Estilista cearense homenageou os pescadores da Praia do Mucuripe

Tão admirável quanto assistir a uma puxada de rede ao pôr do sol (se você nunca fez isso, por favor, reveja seus conceitos), foi acompanhar look a look, o desfile do cearense David Lee no último dia de Dragão Fashion Brasil. Homenageando os pescadores e jangadeiros da Praia do Mucuripe, na própria capital Fortaleza – onde foi criado e ainda vive -, o estilista fez rede virar roupa. 

Com um crochê (que demora mais de uma semana para ficar pronto) de ótimo corte e modelagem que valoriza a silhueta, David entregou uma perfeita sobreposição – com quê de trench coach. Os looks total black e off white são do tipo objeto de desejo. Até a combinação jaqueta estampa + crochê + short floral curtíssimo deu certo.
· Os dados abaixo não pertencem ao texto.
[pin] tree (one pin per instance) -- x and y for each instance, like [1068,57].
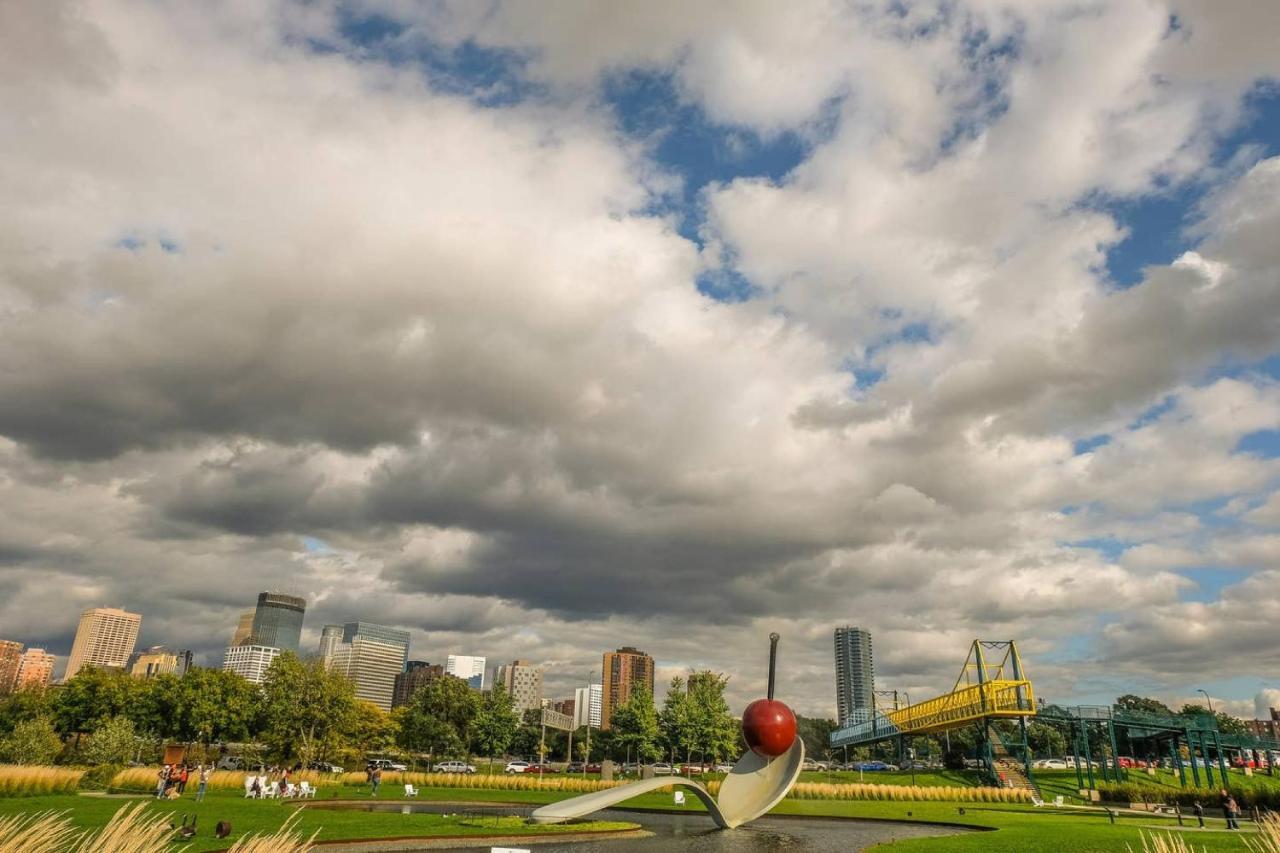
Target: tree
[371,728]
[305,707]
[113,743]
[712,729]
[94,696]
[23,706]
[438,717]
[215,705]
[675,724]
[1130,702]
[496,723]
[816,734]
[32,742]
[634,726]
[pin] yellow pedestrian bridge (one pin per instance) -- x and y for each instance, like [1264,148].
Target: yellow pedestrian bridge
[991,687]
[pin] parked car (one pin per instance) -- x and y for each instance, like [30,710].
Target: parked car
[325,767]
[455,767]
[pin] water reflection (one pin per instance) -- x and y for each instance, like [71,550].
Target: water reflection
[694,833]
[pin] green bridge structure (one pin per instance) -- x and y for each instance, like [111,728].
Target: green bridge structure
[1152,737]
[995,697]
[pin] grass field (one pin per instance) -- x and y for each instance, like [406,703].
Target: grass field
[1019,829]
[265,816]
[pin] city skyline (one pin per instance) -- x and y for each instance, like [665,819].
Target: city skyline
[602,324]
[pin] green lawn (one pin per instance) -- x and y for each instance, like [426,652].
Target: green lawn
[265,816]
[1019,829]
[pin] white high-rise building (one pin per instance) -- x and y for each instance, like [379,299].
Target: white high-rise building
[524,683]
[466,667]
[371,656]
[330,637]
[586,706]
[105,638]
[855,675]
[250,661]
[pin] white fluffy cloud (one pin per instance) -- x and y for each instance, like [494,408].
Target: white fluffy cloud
[283,309]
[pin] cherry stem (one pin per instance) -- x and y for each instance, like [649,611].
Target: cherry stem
[773,660]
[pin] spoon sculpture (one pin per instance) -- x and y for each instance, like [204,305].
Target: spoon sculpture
[758,781]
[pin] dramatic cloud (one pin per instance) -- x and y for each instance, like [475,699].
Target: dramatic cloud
[417,311]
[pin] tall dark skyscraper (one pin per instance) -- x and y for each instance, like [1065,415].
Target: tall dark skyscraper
[278,621]
[855,674]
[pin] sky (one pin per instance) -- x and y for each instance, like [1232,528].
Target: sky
[539,329]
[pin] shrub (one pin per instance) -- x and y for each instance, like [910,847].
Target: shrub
[112,743]
[99,778]
[18,780]
[32,742]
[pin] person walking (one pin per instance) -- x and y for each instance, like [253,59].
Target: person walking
[205,772]
[1230,810]
[161,781]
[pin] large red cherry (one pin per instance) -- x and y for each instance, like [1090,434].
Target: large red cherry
[769,728]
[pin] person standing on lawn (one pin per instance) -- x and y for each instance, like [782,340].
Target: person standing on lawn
[205,772]
[1230,810]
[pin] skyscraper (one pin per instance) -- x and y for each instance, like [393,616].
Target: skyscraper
[10,660]
[36,669]
[524,683]
[243,628]
[278,621]
[586,706]
[466,667]
[416,675]
[371,656]
[159,660]
[250,661]
[105,638]
[855,674]
[330,635]
[624,670]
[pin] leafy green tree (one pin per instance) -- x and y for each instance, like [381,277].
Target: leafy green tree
[215,706]
[112,743]
[438,717]
[816,734]
[675,720]
[305,707]
[634,728]
[371,729]
[713,733]
[23,706]
[496,723]
[1130,702]
[94,696]
[32,742]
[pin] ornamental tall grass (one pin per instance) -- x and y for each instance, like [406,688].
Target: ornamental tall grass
[131,830]
[24,780]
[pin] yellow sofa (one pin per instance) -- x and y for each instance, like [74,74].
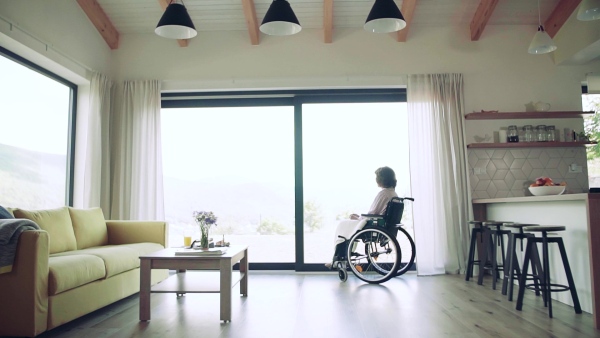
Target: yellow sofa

Esse homem de David Lee, que não abre mão de um handmade rústico e que confere presença, ganha as ruas com combinações com alfaiataria e perfume streetwear. 

O pescador tomou o asfalto com sofisticação – já que o acabamento é primoroso e o caimento é digno de um rolê ao redor do Palácio de Westminster – perdoe-nos a viagem, mas é que a regionalidade da roupa de Lee é também cosmopolita na medida certa, perfeita para levar ao redor do mapa o perfume regional. 

Ainda com espaço para jaquetas estilizadas e estampas com lembrança al mare, a coleção conseguiu imprimir a reverência de Lee ao trabalho dos jangadeiros que observa desde criança (“É uma ofício tão lindo e que precisa ser respeitado”, nos disse ele) e não por isso deixar de apresentar a trinca tendência, comercialidade e conceito. Bem que cantam: “Foi na puxada de rede que o mar nos presenteou”. O canto de Iara ficou no chinelo – e ela amarrada no crochê. Ah, e um adendo: isso não é história de pescador.